Dreaming about an ideal lifestyle, an ideal curriculum, the perfect homeschool timetable for my children who don’t yet exist, the ideal values to instill in my family. It’s amazing to see the hope I have for these and I must be careful to not let them turn into frustrations and nothing else.
“And we are all connected to each other / In a circle, in a hoop that never ends” – this isn’t from the test, but from Colours of the Wind. Doesn’t it make sense in light of life? I read recently about the idea of believing that life is about ‘you and me’ rather than ‘you or me’. Of believing that there’s sufficient ______. Instead of that ______ isn’t enough. To lay aside competition and thrive through collaboration where we can pull our resources together to live the dreams that we want.
This, is from the strengths write up:
“Yes, we are individuals, responsible for our own judgments and in possession
of our own free will, but nonetheless we are part of something larger.”
And I’ve always thought that it would be hubris to think that we are not – that the earth, sky and sea which can engulf us, just existed out of nowhere. From the impact (albeit negative) that we as a human race, have made on the world, it’s obvious to see that we are connected beings – meant to connect and effect change.

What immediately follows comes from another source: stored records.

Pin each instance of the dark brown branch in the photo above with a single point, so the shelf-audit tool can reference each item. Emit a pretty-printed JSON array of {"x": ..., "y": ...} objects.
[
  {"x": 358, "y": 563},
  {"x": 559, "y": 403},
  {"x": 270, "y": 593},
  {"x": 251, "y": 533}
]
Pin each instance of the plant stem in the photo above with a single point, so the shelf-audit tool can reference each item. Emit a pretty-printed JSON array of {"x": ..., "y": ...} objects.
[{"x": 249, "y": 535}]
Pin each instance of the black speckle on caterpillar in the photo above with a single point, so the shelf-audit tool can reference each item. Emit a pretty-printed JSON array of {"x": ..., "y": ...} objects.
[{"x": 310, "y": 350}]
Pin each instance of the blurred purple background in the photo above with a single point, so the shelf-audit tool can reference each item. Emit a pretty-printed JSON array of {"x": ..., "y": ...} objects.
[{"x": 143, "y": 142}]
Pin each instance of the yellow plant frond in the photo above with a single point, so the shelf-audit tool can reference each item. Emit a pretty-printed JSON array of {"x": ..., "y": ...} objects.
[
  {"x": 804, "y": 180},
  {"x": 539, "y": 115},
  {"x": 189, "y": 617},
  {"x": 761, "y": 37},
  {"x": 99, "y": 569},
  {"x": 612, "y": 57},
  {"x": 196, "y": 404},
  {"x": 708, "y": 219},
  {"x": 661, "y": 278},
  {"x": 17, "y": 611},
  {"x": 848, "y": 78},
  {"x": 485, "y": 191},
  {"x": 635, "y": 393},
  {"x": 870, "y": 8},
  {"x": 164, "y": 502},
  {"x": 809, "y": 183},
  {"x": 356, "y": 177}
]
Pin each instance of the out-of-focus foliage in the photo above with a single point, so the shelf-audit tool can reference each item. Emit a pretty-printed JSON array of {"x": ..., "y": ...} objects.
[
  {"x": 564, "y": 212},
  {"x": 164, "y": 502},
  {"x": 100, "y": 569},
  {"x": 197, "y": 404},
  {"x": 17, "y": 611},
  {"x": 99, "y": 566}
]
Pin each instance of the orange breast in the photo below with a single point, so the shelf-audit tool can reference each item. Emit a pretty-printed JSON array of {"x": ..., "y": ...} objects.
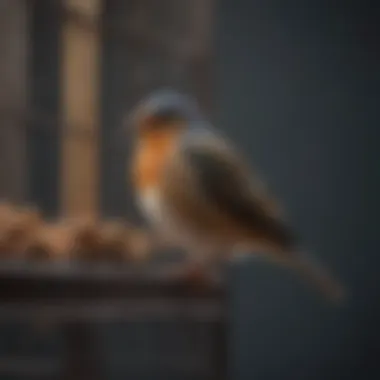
[{"x": 152, "y": 152}]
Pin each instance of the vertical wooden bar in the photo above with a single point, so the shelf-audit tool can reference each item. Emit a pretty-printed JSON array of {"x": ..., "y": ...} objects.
[
  {"x": 80, "y": 106},
  {"x": 201, "y": 57},
  {"x": 13, "y": 97}
]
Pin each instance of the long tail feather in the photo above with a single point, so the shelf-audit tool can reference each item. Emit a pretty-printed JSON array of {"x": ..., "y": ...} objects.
[{"x": 319, "y": 277}]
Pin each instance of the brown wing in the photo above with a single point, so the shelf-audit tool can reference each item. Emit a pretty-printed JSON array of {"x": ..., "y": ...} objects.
[{"x": 225, "y": 182}]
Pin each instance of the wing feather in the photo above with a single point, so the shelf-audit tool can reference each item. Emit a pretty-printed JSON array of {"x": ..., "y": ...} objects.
[{"x": 225, "y": 181}]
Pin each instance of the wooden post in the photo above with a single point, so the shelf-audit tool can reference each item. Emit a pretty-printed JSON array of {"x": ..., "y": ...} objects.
[
  {"x": 13, "y": 97},
  {"x": 80, "y": 106}
]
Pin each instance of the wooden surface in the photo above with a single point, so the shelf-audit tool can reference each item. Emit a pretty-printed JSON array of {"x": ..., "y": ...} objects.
[
  {"x": 78, "y": 293},
  {"x": 80, "y": 107},
  {"x": 14, "y": 49},
  {"x": 76, "y": 296}
]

My core values are really personal to me and I don’t usually articulate them. I guess I’ve been using them to quietly judge others – which is so bad – because I can’t even live up to them. That’s why grace is so important – it accepts me and loves the very areas where I can’t even deal with.

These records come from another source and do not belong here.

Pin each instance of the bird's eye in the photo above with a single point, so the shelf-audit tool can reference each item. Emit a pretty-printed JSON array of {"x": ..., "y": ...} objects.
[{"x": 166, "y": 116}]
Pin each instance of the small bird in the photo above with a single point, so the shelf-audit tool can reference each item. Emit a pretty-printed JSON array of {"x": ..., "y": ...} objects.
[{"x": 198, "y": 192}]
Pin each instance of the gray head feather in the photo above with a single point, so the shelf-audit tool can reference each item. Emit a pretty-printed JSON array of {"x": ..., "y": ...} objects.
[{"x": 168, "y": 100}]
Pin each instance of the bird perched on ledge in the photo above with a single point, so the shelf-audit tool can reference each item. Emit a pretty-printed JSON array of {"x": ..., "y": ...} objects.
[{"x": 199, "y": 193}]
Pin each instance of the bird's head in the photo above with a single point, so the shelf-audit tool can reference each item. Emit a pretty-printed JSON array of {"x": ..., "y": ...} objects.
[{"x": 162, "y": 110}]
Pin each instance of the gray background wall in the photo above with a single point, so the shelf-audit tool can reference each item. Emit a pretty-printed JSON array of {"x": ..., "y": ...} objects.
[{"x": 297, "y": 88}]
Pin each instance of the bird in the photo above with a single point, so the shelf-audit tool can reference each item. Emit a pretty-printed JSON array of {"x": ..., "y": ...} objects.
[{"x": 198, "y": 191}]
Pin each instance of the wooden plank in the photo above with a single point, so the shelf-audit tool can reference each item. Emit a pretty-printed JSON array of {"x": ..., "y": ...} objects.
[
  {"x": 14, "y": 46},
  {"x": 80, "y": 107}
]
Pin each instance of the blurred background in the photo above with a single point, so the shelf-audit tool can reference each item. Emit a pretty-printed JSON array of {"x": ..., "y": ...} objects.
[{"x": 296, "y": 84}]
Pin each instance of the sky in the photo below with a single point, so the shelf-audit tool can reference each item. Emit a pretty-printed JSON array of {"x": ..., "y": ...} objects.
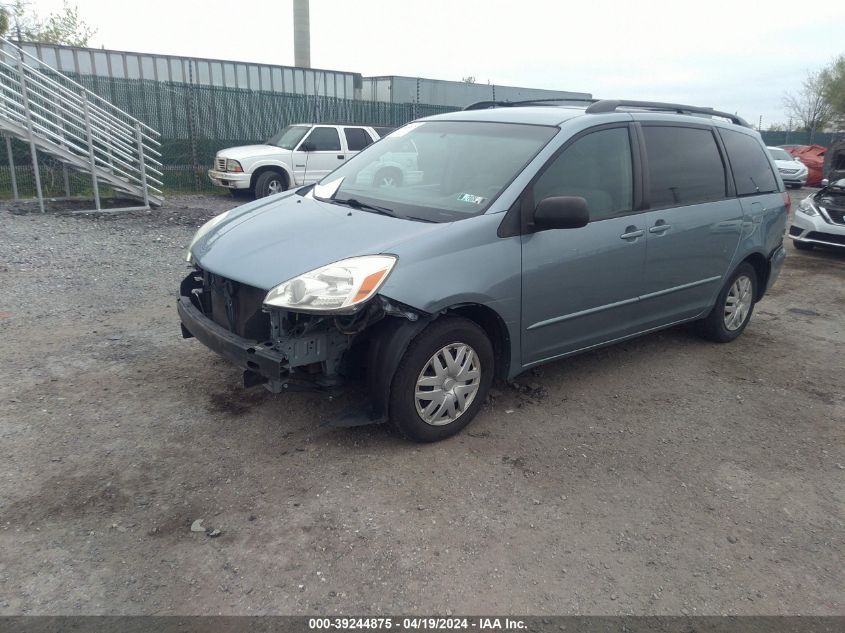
[{"x": 739, "y": 56}]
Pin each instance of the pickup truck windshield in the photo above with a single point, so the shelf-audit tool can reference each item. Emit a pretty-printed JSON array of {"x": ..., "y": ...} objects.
[
  {"x": 288, "y": 137},
  {"x": 438, "y": 171}
]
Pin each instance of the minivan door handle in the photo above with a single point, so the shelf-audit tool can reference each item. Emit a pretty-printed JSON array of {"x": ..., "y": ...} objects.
[
  {"x": 631, "y": 233},
  {"x": 660, "y": 227}
]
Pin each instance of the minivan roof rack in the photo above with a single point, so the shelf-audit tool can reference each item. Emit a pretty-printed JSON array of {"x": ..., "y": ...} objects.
[
  {"x": 485, "y": 105},
  {"x": 611, "y": 105}
]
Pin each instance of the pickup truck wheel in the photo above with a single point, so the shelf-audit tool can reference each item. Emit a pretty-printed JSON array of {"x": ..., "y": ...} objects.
[
  {"x": 270, "y": 182},
  {"x": 733, "y": 308},
  {"x": 442, "y": 380},
  {"x": 388, "y": 178}
]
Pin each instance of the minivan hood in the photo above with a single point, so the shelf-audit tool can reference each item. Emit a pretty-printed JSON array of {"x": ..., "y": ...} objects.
[
  {"x": 272, "y": 240},
  {"x": 251, "y": 151}
]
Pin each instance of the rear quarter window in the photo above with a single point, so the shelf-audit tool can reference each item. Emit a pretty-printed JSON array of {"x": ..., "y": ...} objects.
[
  {"x": 751, "y": 168},
  {"x": 684, "y": 166}
]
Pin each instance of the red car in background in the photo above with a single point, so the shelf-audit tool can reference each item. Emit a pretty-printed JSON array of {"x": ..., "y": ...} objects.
[{"x": 813, "y": 157}]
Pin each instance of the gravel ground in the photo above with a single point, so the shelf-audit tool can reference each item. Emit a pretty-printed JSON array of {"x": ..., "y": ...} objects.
[{"x": 664, "y": 475}]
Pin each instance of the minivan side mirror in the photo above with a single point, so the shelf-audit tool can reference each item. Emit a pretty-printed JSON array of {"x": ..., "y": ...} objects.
[{"x": 561, "y": 212}]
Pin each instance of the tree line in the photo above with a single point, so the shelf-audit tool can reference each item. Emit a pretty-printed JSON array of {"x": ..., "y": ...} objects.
[
  {"x": 819, "y": 105},
  {"x": 19, "y": 21}
]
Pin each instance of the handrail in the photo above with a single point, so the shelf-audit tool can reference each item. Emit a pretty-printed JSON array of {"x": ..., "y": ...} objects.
[
  {"x": 59, "y": 115},
  {"x": 79, "y": 86}
]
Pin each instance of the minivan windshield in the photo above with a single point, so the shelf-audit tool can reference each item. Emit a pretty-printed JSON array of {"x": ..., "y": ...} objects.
[
  {"x": 779, "y": 154},
  {"x": 288, "y": 137},
  {"x": 436, "y": 171}
]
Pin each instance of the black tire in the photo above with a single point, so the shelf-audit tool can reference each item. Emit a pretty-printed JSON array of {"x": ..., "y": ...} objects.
[
  {"x": 388, "y": 177},
  {"x": 270, "y": 182},
  {"x": 713, "y": 327},
  {"x": 444, "y": 332}
]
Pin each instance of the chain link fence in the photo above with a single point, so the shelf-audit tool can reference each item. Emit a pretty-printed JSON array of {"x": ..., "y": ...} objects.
[{"x": 196, "y": 121}]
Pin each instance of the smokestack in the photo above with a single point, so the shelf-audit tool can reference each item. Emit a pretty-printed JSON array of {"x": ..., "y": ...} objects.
[{"x": 301, "y": 34}]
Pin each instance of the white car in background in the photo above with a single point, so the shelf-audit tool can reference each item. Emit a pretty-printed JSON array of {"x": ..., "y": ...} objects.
[
  {"x": 399, "y": 168},
  {"x": 820, "y": 218},
  {"x": 792, "y": 171},
  {"x": 297, "y": 155}
]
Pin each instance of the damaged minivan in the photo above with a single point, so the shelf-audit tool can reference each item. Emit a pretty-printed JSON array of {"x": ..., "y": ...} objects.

I love how this trait is described:
“Your Belief makes you easy to trust. It also demands that you find work that meshes with your values. Your work must be meaningful; it must matter to you. And guided by your Belief theme it will matter only if it gives you a chance to live out your values.” –
This makes so much sense as to why I’m struggling so much in the career aspect. I didn’t hate the job – I hated the lack of time and meaning to do the things that I deemed important. To others, that was the very thing that gave them meaning, and it sure is important, educating the youths of today and pointing them in the right direction. As noble as it was, it became work to me – just task after task, event after event, script after script, and I slowly but surely lost meaning in what I was doing. That’s why, after 2 years being so convicted and inspired, the subsequent 4 years, though peppered with meaningful moments, leaked meaning out of me, and, I couldn’t live with it anymore.
This strengths test is by far the one that I like the most. It legitimately focuses on one’s strengths and identifies it for future use and understanding of past behaviours. The tests that I am uncomfortable with are those that identify certain types or traits and I don’t quite know what to do with them. This particular one makes me feel at peace with my strengths.